Friday, October 29, 2010

Friday Hound Blogging

Frequent reader(s) of this blog are painfully aware of their parents lowered mean are aware that we have on numerous occasions taken the overlords to task for their less than benevolent care of the

Well, according to the overlords we didn't know what we were talking about because these dogs represent massive investments of time money and resources. They are athletes ferchrssakes, would you treat Bret Farve like he was just another guy with a helmet on? This whole animal exploitation sport of greyhound racing is a scientific endeavor. Training, nutrition, and care are cutting edge.

OK, so having that all explained to us means that we now understand the deep theoretical underpinnings and scientific expertise these two professional trainers were exhibiting as they prepared their charges to compete.

Two workers at Mardi Gras Casino & Resort in Nitro have lost their state-issued licenses for abusing greyhounds in their care.
Now, right away we know that the author of this article is not well versed in the complicated and systematic handling of highly talented racing greyhounds and made an obvious mistake by characterizing the preparation program utilized by one of the trainers as "abuse."

Judges at the Nitro track terminated one worker's license for grabbing a greyhound by the neck and ear and throwing it in a truck after the dog slipped out of its collar and ran.
To the untrained and inexperienced eye, grabbing a dog by the neck and ear and throwing it in the truck might look like abuse, but, as any overlord will tell you, a dog who has slipped its collar will become very disoriented and confused, so assisting it into the familiar surroundings of the transportation limousine by means of what trainers call the reassuring bear hug, with flying finish is the most efficient and humane way to make sure the unit remains safe and secure. Besides, since greyhounds have two ears, it is natural to use one to assure the unit has the proper spin on landing.

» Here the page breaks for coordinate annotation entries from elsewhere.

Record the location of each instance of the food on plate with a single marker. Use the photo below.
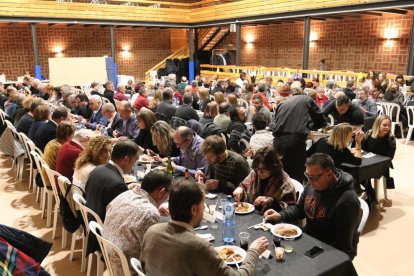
(228, 255)
(287, 231)
(243, 207)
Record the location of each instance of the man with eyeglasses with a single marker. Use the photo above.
(329, 204)
(191, 157)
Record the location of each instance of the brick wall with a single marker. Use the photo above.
(351, 44)
(146, 47)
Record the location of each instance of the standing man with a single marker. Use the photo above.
(290, 129)
(329, 204)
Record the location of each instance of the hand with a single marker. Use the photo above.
(260, 244)
(164, 211)
(272, 215)
(238, 193)
(263, 200)
(199, 174)
(212, 184)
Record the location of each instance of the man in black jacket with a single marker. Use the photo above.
(329, 204)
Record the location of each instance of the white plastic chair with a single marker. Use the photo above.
(47, 194)
(298, 188)
(410, 113)
(365, 215)
(136, 264)
(85, 211)
(106, 247)
(393, 110)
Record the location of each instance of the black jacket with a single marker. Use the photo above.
(332, 215)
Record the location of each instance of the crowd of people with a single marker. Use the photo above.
(94, 139)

The judges had suspended the worker's license in 2009 for a separate incident.
 Consistency is the heart of efficient training techniques.

Information about the other case wasn't released.
Oh. Well, we're sure whatever he did was consistent with best practice and adhered to the latest methods, right Clover?

Clover is a little shy at times, but wriggles all over when greeting you. One of her nick names is Piggly Wiggly. She will sometimes give a little bark to get your attention. She is very sweet. Clover would do well in a working family home with well-mannered children, 8 and up. She is good with other dogs and would also be good as an only dog. For more information about this dog, and other rescued racing greyhounds looking for homes, go here. If you don't know about the plight of racing greyhounds go here.


susan said...

Ah yes. "we treat our dogs better than most people treat their pets."

All good pet owners fling their dogs into trucks by grabbing their ears and necks, don't you?

I am sure Clover really misses the gulag, er, track.

Anonymous said...

"There is a history in all men's lives."